Sì, è vero, riconosce il corrispondente americano, gli scandali sono cronici, i governi sgangherati e incompetenti, i partiti scippano lo Stato delle sue prerogative per foraggiare i clienti, l'Italcasse e le dimissioni di Evangelisti sono l'ultima di una serie di malversazioni del pubblico denaro. Ma a parte questo, e altro, tutto va bene, madama la marchesa.

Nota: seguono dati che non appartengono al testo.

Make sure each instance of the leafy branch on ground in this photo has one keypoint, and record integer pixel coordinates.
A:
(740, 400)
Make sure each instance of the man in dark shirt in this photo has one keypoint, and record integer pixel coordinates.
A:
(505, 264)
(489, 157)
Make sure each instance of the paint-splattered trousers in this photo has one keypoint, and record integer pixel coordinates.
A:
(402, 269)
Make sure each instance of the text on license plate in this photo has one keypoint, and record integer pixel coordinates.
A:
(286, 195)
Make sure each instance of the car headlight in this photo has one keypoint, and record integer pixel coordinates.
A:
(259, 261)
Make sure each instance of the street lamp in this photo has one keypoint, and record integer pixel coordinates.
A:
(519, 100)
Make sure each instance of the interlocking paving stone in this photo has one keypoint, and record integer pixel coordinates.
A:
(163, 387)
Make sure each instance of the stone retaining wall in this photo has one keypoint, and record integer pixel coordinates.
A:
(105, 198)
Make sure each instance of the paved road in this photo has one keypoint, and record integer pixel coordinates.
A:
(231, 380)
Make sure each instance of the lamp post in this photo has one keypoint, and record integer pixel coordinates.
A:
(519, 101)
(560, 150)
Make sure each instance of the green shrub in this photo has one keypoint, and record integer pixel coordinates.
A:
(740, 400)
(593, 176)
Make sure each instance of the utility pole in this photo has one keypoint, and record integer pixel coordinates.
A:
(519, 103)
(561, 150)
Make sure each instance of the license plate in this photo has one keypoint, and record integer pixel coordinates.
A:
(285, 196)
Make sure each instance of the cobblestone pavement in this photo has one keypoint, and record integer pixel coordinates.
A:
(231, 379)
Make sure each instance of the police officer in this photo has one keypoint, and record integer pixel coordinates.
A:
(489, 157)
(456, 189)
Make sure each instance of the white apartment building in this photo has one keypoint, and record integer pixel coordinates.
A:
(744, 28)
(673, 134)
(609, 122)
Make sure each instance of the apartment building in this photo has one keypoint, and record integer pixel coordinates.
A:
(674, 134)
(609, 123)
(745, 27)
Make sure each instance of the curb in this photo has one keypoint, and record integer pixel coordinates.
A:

"L'Italia prospera. L'Italia dell'economia sommersa, dei due impieghi, dell'inventiva, dell'arte di arrangiarsi, del pessimismo. E' un Paese molto forte, più di quanto spesso non si riconosca all'estero. Perfino i suoi terroristi non riescono a metterlo in ginocchio". E come segno di saldezza morale, Plaff evoca le parole di perdono per i terroristi che Bachelet figlio ha pronunciato davanti alla bara del padre.
E' un "quadro italiano" che interrompe la sequenza di immagini calamitose con cui l'Italia ci appare da troppo tempo. Forse c'è del vero. Forse il Paese è più stabile di quanto non si supponga, anche se gli argomenti del colonnista americano suonano molto esili.
William Plaff, infatti, poggia il suo ottimismo su quello che per lui costituisce il talento numero uno degli italiani: badare ai fatti propri, sopravvivere facendo astrazione delle deludenti vicende dell'Amministrazione, dell'azione di governo e di malgoverno, degli interventi dello Stato, dei consigli degli stranieri che, dal Fondo Monetario al Dipartimento di Stato, dalla Cia ai pubblici funzionari di Bonn e di Parigi, dal "Washington Post" e "Le Monde" alla Curia, credono di saperla più lunga su quello che gli italiani dovrebbero fare.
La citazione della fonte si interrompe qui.